Tidak seua tempat atau sekolah, dan juga tidak semua staf pendidikan yang berpikir fleksibel. Kisah ini merupakan kisah khas yang berkaitan dengan hal-hal dari siswa. Misalnya, adanya permohonan dari pihak orangtua siswa dan siswa itu sendiri yang meminta memperpanjang hari liburnya. Ini mengingat si anak ada di sekolah dan di Indonesia dalam keluarga wali. Sedang orangtua dan saudaranya berada di nun jauh di seberang lautan Pasifik. Untuk itu akan begitu singkatnya bila ia harus kembali ke sekolah setelah berlibur bertemu keluarganya untuk waktu tiga pekan. Bukankah nantinya tidak efisien bila waktu tiga pekan itu dikonversi dengan harga tiket pergi-pulangnya?
Maka untuk pertimbangan itulah, di sela pelaksanaan Ujian Nasional yang lalu, kami berkumpul untuk sekedar mendiskusikan kemungkinan-kemungkinan yang dapat kami ambil sebagai pilihan jalan keluar dari permohonan tambahan izin tersebut. Dimana kemungkinan pilihan tersebut nantinya akan kami komunikasikan kepada keluarga wali dimana anak murid kami ini berada.

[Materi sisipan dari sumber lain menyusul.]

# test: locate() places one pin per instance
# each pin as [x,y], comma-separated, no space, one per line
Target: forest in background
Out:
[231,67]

Dan sebagaimana judul cerita ini, maka kamipun segera menyepakati pilihan-pilihan yang mudah-mudahan menyenangkan si anak didik kami, yang masih duduk di bangku kelas tujuh, akan pulang ke tempat dimana ayah dan ibundanya berada setelah selama satu tahun ia berada di rantau.
Terlalu Berat
Dan siang itu, setelah kami menyelesaikan kegiatan bersama di ruang serba guna seolah, saya bertemu langsung dengan anak tersebut untuk kemudian berbincang tentang rencana perjalanan 'pulangnya'. Disampaikan bahwa ia sangat menanti tanggal dimana ia harus berangkat ke bandara. Juga tentang kapan kembalinya ia ke Indonesia untuk kemudian masuk di kelas berikutnya di tahun pelajaran baru nanti. Namun saya menangkap keraguan yang amat sangat akan komitmen dia untuk dapat kembali lagi ke Indonesia untuk melanjutkan pendidikannya.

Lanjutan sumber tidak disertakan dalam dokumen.